Every generated output passes three gates before delivery:

  1. Structural — Required files exist, naming conventions correct, no orphaned references
  2. Behavioral — Valid YAML frontmatter, no secrets or hardcoded credentials, no raw code in .instructions.md
  3. Provenance — Attribution present for any adapted awesome-copilot content

Design Principles

  • Detect first, generate second — never assume the tech stack
  • One task, many specialists — each agent has a single responsibility
  • Prefer proven patterns — references awesome-copilot conventions
  • Security by default — hardened security.instructions.md is always generated
  • Attribution mandatory — visible top-of-file credit for adapted content
  • Never overwrite — existing user files are preserved unless explicitly confirmed

The Three-Layer Model

The system generates instructions following a three-layer precedence model:

LAYER 1 — FOUNDATION (broadest scope)
  └─ .github/copilot-instructions.md         # Repo-wide rules

LAYER 2 — SPECIALISTS (role-based)
  └─ .github/agents/*.agent.md               # Agent expertise definitions

LAYER 3 — CAPABILITIES (most specific, highest priority)
  ├─ .github/instructions/*.instructions.md   # Path-specific overrides
  ├─ .github/prompts/*.prompt.md              # Reusable snippets
  └─ .github/skills/*/*.md                   # Complex workflows

Higher layers override lower layers.
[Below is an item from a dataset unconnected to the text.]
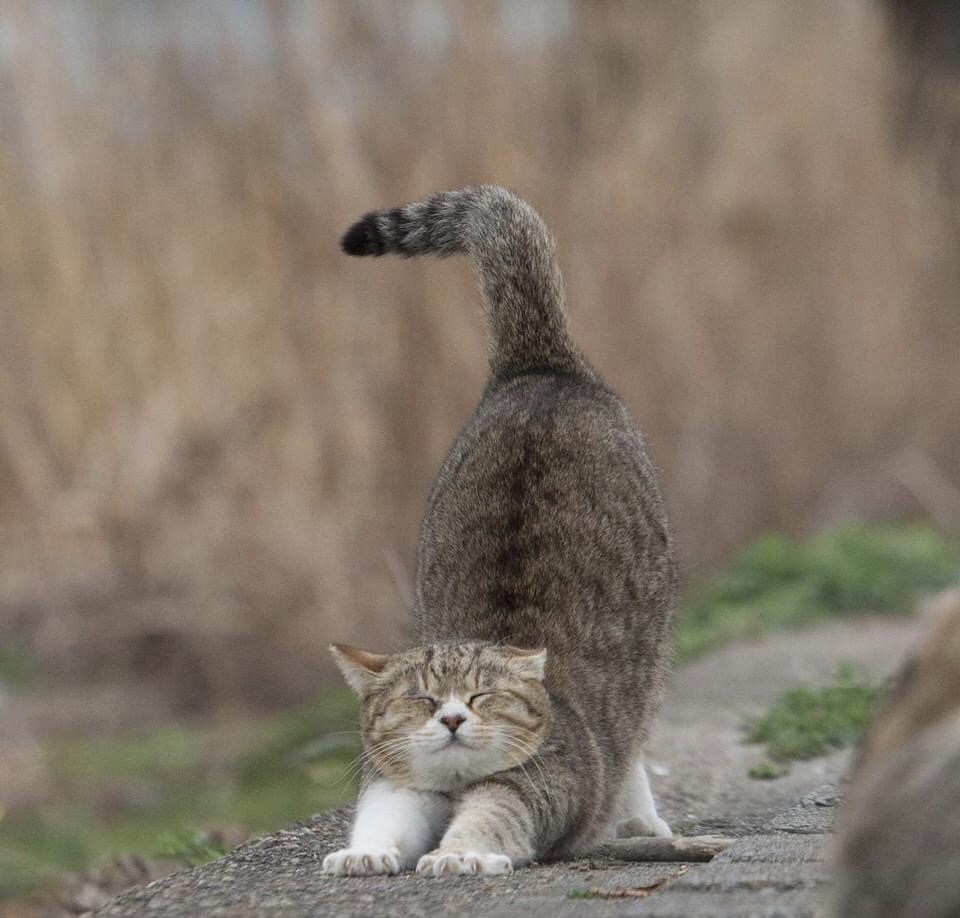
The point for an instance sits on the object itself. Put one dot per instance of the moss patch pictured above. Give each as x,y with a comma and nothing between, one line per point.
810,721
Path-specific instructions always win.

Contributing

Contributions are welcome. When adding or modifying agents:

  1. Follow the YAML frontmatter schema defined in agent-factory.agent.md
  2. Sub-agents must set user-invocable: false
  3. Run @validator against your changes before submitting
  4. Include attribution headers for any adapted community content

Changelog

For a detailed history of changes, features, and improvements, see CHANGELOG.md.

License

MIT — Github: CypBnk / Codeberg: MaHo_CB

About

A multi-agent orchestration system for GitHub Copilot that auto-detects your tech stack and generates a complete, production-ready .github/ instruction set — agents, skills, prompts, and path-specific rules — in one pass. Seven specialist agents scaffold, write, and validate everything automatically. No manual configuration required.